Students are not meeting academic achievement targets and school culture suffers. Bruce Randolph is recommended for turnaround.
Kristin Waters becomes the turnaround principal, and her turnaround plan is dubbed “Challenge 2010.”
The turnaround builds positive momentum. Plans are laid out to open a high school on the Bruce Randolph campus. A 6th and a 9th grade are added. Foundations for Bruce’s turnaround include the implementation of behavior systems, a focus on high school graduation, and a coaching model.
DPS and Bruce enter an autonomy agreement, being the first school in the state to do so. Bruce how has freedom from union regulations and district requirements. A 10th grade is added.
Bruce Randolph has set a precedence for schools to achieve innovate status. Colorado State Senate President Peter Groff writes a law allowing schools to seek innovative status and freedom from union rules and district requirements. Academic achievement and student behavior continue to improve. An 11th grade is added.
In Bruce Randolph’s first graduating class, 73 students graduate. The school boasts a 97% graduation rate.
With Bruce’s impressive graduation rate, the focus shifts from getting kids to graduate high school to graduating college and career readiness based on the work of David Conley. President Barack Obama recognizes Bruce’s success in his State of the Union speech.
“You see, we know what’s possible from our children when reform isn’t just a top-down mandate, but the work of local teachers and principals, school boards and communities. Take a school like Bruce Randolph in Denver. Three years ago, it was rated one of the worst schools in Colorado — located on turf between two rival gangs. But last May, 97 percent of the seniors received their diploma. Most will be the first in their families to go to college. And after the first year of the school’s transformation, the principal who made it possible wiped away tears when a student said, “Thank you, Ms.
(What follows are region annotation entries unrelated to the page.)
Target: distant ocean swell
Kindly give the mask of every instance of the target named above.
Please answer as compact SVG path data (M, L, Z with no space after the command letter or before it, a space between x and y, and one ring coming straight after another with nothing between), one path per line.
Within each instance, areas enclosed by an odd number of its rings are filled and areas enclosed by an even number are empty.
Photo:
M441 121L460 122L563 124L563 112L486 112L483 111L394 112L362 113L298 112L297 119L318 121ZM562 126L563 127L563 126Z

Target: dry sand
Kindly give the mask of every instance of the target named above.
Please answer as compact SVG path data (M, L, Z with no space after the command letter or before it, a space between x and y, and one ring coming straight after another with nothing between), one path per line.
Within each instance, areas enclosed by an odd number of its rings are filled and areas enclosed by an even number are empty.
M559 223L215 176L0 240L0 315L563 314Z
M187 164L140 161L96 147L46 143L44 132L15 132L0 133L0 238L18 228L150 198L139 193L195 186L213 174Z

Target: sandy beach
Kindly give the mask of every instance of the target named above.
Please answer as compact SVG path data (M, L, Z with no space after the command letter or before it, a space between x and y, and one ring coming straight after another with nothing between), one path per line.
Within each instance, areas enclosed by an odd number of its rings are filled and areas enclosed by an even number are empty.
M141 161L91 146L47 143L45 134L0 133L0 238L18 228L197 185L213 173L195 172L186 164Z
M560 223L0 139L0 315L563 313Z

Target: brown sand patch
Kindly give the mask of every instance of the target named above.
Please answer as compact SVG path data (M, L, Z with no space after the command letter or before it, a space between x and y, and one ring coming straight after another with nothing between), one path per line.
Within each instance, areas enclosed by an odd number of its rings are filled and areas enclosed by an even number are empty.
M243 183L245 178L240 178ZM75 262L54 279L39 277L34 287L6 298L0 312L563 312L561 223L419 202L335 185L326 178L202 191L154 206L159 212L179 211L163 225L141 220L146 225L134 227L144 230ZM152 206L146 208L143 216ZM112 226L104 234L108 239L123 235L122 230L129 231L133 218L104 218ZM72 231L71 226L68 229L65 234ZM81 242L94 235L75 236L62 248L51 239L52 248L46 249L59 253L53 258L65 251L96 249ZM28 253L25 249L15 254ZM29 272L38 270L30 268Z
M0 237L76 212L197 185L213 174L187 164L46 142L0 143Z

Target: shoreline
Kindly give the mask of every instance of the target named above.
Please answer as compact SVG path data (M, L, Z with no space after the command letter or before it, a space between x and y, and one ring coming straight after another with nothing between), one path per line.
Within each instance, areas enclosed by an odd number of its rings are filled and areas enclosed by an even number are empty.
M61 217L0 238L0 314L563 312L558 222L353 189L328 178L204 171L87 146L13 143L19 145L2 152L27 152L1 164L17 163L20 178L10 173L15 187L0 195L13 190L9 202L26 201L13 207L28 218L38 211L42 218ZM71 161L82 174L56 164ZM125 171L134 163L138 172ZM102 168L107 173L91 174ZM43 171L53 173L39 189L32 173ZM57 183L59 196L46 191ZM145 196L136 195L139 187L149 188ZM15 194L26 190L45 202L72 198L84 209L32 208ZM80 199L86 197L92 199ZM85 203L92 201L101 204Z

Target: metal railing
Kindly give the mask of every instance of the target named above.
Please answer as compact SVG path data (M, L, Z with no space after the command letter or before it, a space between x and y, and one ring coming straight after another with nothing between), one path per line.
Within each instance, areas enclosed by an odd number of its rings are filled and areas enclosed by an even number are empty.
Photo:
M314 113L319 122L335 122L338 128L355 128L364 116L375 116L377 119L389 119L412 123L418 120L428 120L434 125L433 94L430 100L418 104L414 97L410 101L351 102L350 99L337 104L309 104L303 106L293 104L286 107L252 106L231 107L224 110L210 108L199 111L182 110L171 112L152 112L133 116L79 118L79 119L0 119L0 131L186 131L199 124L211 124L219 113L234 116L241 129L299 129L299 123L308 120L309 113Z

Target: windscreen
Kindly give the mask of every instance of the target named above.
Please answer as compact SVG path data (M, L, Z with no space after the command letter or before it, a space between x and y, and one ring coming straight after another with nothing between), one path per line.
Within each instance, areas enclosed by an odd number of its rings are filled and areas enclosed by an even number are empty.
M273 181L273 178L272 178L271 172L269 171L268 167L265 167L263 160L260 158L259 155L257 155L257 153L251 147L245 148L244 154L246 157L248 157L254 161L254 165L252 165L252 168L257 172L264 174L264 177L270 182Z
Waters, for showing that we are smart and we can make it.” (Applause.) That’s what good schools can do, and we want good schools all across the country.”President Barack Obama, State of the Union 2011
Bruce Randolph continues to educate 6-12 students focusing on student achievement, culture, and teacher coaching with Cesar Cedillo as principal. In 2016-2017, Bruce Randolph School was rated yellow on the School performance framework.
In the 17-18 school year, the majority of Bruce Randolph teachers voted to revoke the Bruce Randolph Autonomy Agreement and instate the DCTA contract. This led to the formation of Bruce Randolph’s first SLT (School Leadership Team). Bruce Randolph School graduates its eighth class and 97% of seniors where 100% of seniors were accepted to college.
Bruce Randolph continues to educate 6-12 students focusing on high quality, standards-aligned instruction and strong school culture with Melissa Boyd as Principal. We will partner with a variety of organizations to support each student and further the mission and vision of Bruce Randolph School, including: Colorado State University, INSPIRE, Heart & Hand, Metropolitan State University, Community College of Denver, Project VOYCE, and El Sistema Colorado.